Ho letto su un precedente numero della rivista la risposta data ad un lettore che chiedeva informazioni sul fatto che non riusciva a vedere la luce emessa da apparati di networking funzionanti su fibre SM. Leggendo la risposta ho appreso che le fibre ottiche lavorano con segnali non visibili all’occhio umano. Per quale motivo allora si vede una luce rossa nelle porte degli apparati?

Innanzitutto mi preme ricordare ancora una volta che, per non mettere a rischio la propria vista, non bisogna mai guardare dentro le fibre ottiche se non si ha la certezza che non siano attraversate da alcun segnale, nemmeno nei casi in cui le potenze in gioco sono molto basse ed i laser sono di classe non ritenuta pericolosa. Per rispondere ora al suo quesito è necessario partire un po’ da lontano con una premessa nel campo della fisica ottica. L’occhio umano percepisce una gamma di lunghezze d’onda che nel loro insieme costituiscono la cosiddetta luce visibile e che partono dai 390 nanometri del colore violetto (da cui il termine ultravioletto per le lunghezze d’onda sotto tale soglia) fino ai 770 nm del colore rosso. Le lunghezze d’onda superiori a 770 nm, anch’esse non visibili, cadono nella gamma dell’infrarosso.

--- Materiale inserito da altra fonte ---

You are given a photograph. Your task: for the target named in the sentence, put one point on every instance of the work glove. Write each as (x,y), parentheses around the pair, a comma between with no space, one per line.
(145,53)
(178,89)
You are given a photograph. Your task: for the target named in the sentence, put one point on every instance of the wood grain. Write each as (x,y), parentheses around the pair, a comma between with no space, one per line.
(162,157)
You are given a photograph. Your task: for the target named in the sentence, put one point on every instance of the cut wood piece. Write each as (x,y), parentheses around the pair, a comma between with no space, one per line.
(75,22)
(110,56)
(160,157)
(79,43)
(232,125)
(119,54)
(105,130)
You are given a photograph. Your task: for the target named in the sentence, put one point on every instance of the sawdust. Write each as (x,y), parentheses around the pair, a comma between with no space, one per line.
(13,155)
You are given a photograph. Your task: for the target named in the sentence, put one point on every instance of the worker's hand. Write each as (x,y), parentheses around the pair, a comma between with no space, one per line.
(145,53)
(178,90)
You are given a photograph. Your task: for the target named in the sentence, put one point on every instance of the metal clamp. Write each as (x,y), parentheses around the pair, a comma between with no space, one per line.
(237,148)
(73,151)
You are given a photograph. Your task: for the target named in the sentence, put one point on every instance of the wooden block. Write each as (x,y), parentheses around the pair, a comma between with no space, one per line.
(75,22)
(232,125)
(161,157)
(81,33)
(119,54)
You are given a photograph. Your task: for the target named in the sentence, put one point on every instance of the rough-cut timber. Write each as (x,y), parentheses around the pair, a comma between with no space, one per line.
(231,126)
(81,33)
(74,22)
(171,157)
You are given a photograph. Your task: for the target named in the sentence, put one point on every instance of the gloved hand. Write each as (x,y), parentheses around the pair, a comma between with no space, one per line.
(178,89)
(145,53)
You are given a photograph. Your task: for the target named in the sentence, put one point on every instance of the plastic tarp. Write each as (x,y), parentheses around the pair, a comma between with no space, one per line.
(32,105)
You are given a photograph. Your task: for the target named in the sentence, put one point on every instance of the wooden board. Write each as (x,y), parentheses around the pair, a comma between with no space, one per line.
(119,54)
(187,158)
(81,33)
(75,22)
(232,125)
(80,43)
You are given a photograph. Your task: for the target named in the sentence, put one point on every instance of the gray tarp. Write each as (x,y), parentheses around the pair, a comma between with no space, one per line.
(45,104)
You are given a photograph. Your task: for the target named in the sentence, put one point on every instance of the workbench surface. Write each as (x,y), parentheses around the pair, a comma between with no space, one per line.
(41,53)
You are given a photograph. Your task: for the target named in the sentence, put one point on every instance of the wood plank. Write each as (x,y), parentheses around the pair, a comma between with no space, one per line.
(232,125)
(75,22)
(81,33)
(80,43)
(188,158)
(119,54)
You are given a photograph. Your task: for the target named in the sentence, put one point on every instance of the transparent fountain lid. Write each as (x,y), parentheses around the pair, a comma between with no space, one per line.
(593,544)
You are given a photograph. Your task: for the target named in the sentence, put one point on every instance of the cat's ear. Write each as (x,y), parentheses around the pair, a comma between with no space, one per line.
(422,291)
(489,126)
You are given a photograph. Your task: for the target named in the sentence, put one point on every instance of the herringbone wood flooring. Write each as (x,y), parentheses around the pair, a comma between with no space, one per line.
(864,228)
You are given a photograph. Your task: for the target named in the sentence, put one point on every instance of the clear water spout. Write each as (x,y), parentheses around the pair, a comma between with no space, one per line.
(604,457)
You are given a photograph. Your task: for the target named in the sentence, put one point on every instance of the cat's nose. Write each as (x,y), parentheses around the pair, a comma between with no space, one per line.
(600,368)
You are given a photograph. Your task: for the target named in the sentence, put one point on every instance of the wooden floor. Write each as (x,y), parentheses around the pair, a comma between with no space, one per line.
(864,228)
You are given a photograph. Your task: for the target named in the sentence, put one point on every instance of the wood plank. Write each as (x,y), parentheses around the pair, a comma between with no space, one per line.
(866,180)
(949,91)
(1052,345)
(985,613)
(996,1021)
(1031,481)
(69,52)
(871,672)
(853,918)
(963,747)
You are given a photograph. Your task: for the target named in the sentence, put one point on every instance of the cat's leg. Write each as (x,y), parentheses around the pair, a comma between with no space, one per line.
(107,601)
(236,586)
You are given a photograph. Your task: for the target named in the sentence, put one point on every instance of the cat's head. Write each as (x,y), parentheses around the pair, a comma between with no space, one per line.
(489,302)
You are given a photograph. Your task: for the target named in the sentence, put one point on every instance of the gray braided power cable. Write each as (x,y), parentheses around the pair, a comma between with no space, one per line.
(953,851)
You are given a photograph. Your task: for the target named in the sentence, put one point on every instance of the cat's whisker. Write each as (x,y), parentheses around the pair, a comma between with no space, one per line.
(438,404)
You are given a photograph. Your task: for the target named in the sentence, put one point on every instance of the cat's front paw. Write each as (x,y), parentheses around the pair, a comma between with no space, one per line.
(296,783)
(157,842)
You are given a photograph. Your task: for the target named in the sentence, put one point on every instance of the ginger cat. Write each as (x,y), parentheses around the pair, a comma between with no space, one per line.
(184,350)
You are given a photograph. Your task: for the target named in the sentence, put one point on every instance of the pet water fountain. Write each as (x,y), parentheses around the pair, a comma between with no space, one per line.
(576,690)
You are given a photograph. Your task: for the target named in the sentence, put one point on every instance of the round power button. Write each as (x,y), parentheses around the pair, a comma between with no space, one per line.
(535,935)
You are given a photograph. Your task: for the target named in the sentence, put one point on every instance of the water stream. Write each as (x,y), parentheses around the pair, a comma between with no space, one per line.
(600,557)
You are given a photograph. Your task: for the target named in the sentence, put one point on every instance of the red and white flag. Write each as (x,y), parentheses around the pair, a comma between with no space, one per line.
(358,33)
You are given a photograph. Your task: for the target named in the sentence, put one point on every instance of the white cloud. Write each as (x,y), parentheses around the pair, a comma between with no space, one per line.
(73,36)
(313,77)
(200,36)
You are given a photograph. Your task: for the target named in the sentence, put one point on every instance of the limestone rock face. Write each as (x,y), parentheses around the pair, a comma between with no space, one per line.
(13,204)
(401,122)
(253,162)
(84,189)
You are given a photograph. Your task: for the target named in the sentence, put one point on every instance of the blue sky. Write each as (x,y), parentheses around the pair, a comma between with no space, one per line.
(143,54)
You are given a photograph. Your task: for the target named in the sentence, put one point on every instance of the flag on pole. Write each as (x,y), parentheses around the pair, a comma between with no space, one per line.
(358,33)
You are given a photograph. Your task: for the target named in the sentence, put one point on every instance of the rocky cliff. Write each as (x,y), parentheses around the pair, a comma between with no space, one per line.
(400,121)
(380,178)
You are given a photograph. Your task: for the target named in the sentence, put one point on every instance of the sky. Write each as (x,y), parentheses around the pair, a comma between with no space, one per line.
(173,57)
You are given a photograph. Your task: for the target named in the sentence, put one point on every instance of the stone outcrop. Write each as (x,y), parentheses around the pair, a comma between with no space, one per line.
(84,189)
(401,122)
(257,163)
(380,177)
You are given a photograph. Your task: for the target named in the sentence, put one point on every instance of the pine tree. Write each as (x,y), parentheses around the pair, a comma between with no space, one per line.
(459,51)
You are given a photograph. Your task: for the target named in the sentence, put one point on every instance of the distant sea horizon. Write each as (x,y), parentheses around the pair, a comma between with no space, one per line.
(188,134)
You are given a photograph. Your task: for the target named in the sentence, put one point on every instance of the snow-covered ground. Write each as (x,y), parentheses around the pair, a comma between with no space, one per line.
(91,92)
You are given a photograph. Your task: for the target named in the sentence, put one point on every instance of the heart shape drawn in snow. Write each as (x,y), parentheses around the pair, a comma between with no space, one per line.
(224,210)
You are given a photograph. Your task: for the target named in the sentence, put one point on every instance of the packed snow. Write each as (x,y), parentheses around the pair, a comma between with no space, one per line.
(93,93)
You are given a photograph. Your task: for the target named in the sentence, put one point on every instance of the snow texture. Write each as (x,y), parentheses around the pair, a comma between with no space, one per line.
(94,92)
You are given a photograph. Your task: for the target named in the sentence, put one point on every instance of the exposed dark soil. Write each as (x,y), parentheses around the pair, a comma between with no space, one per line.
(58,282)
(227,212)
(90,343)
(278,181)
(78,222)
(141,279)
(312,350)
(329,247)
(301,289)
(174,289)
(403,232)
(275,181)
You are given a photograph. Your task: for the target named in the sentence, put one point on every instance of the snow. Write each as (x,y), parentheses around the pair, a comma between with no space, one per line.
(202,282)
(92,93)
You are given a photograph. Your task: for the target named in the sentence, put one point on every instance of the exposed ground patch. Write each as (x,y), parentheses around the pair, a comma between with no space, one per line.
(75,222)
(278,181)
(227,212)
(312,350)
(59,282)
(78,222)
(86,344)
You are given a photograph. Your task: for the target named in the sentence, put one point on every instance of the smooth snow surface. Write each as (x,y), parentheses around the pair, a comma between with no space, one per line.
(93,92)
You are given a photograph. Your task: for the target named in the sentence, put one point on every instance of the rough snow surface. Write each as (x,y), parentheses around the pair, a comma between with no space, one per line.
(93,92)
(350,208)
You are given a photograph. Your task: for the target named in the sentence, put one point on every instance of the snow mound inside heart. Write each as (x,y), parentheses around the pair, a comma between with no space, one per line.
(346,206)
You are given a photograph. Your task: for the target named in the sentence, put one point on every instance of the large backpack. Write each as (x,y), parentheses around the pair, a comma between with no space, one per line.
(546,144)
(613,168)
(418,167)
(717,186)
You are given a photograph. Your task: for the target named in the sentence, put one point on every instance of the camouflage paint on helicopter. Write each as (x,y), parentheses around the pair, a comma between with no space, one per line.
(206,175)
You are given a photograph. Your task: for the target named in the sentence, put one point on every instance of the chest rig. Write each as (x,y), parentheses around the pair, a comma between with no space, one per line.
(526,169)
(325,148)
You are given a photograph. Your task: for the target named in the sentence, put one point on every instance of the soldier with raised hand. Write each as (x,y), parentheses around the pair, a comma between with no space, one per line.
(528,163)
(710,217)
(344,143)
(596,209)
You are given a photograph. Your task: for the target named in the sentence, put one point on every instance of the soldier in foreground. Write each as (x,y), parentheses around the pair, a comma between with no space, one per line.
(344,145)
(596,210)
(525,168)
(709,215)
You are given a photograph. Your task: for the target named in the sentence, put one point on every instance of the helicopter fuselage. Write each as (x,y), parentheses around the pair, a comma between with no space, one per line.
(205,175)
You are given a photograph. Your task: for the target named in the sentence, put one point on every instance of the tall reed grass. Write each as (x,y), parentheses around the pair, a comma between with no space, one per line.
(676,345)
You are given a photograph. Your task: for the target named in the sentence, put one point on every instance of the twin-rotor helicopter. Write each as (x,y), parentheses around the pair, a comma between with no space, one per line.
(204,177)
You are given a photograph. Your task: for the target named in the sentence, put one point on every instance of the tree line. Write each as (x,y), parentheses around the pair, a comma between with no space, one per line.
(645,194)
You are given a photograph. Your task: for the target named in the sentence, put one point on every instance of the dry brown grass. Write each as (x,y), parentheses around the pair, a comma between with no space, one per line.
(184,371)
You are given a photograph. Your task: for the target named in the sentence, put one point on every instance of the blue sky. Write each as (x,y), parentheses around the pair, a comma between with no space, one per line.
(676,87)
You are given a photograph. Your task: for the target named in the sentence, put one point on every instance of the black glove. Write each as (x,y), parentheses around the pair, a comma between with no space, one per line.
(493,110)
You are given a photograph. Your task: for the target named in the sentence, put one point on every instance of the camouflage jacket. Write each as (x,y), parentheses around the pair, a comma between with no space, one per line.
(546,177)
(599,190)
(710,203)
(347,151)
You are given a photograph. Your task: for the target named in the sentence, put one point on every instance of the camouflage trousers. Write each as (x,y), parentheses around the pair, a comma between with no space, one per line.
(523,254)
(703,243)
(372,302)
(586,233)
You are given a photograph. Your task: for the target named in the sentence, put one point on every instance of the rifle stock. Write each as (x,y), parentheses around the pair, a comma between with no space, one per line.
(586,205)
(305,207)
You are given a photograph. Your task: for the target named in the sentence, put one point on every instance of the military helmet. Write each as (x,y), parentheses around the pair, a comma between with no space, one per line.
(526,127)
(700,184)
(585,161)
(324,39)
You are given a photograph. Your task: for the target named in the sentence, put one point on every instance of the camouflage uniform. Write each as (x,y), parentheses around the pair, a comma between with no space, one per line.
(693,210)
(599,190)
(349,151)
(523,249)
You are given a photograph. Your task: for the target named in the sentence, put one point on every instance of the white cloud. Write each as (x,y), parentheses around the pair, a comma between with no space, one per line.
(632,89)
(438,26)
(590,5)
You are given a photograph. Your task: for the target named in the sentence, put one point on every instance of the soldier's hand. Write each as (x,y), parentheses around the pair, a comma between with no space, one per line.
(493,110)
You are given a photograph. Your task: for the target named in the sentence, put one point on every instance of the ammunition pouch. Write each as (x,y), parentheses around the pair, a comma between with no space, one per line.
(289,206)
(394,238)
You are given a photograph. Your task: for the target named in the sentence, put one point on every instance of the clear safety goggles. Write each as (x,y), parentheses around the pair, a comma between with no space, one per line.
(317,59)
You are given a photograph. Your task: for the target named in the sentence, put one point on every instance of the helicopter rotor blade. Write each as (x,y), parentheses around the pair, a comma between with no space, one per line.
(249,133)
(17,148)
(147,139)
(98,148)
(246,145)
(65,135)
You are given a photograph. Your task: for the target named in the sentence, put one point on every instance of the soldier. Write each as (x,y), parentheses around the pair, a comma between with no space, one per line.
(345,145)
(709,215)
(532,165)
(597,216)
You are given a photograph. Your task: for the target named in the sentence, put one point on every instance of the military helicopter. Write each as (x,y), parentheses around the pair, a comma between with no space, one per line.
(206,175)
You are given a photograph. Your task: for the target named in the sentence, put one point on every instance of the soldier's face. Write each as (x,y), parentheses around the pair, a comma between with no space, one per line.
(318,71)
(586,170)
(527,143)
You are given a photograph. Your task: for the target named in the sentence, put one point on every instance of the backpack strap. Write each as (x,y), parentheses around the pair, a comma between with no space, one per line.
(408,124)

Figura 1 – La porzione visibile all’occhio umano dello spettro elettromagnetico (EM)

Le lunghezze d’onda riportate nel disegno si riferiscono al punto di variazione di un colore rispetto all’altro, questi colori sono definiti monocromatici e sono la base per tutta l’infinita varietà di colori che si genera per “miscelazione” di queste lunghezze d’onda principali. Alcune specie animali, come ad esempio le api, possono vedere una gamma di lunghezze d’onda più estese rispetto all’occhio umano e quindi teoricamente possono vedere colori con tonalità a noi sconosciute perché si trovano nel campo dell’ultravioletto. Pare che questi colori siano presenti in alcuni fiori e segnalano agli insetti i punti per l’impollinazione.

Tornando al nocciolo della sua domanda, la risposta è abbastanza semplice: incominciamo col dire che se da una porta di comunicazione di un apparato di rete appare una luce visibile (di colore rosso) allora si tratta certamente di un segnale che funziona in prima finestra (su una lunghezza d’onda nominale di 850 nm). Ma non tutte le sorgenti che operano in questa gamma producono un effetto visibile all’occhio umano: questo fenomeno avviene soltanto con apparati di ‘vecchio tipo’, ad esempio quelli che lavorano in Ethernet (10Base-FL) o Fast Ethernet (100Base-FX) con transceiver in tecnologia LED. Questo tipo di sorgenti, che un tempo erano le più utilizzate in quanto estremamente economiche rispetto ai laser, presentano però uno spettro di emissione alquanto ampio.

Figura 2 – Spettro di emissione tipico di una sorgente ottica a LED

Il disegno illustra lo spettro di emissione tipico di un led: con il termine di FWHM (Full Width Half Maximum) si definisce la larghezza dello spettro di emissione in corrispondenza di una potenza pari alla metà del massimo livello nominale di emissione. Questo come la sorgente luminosa dell’emettitore non si limiti ad emettere su una determinata lunghezza d’onda, ad esempio 850 nm, ma distribuisca la sua energia su una gamma piuttosto estesa, tanto che una porzione non trascurabile di essa ricade al disotto dei 770 nm, e quindi all’interno dello spettro visibile.

Se osserviamo con attenzione disegno di Fig. 2, notiamo infatti che 50 nm sotto la lunghezza d’onda nominale (850 nm) abbiamo una potenza di soli 3 dB inferiore a quella dell’emissione massima e quindi ancora assai sostenuta; scendendo ulteriormente di 30 nm si entra nella regione della luce visibile, nel campo del colore rosso. È bene fare attenzione al fatto che, se la luce rossa che possiamo osservare è di debole intensità, essa non rappresenta che una piccola frazione dell’intero spettro emesso dalla sorgente che colpisce comunque i nostri occhi, anche se non la vediamo.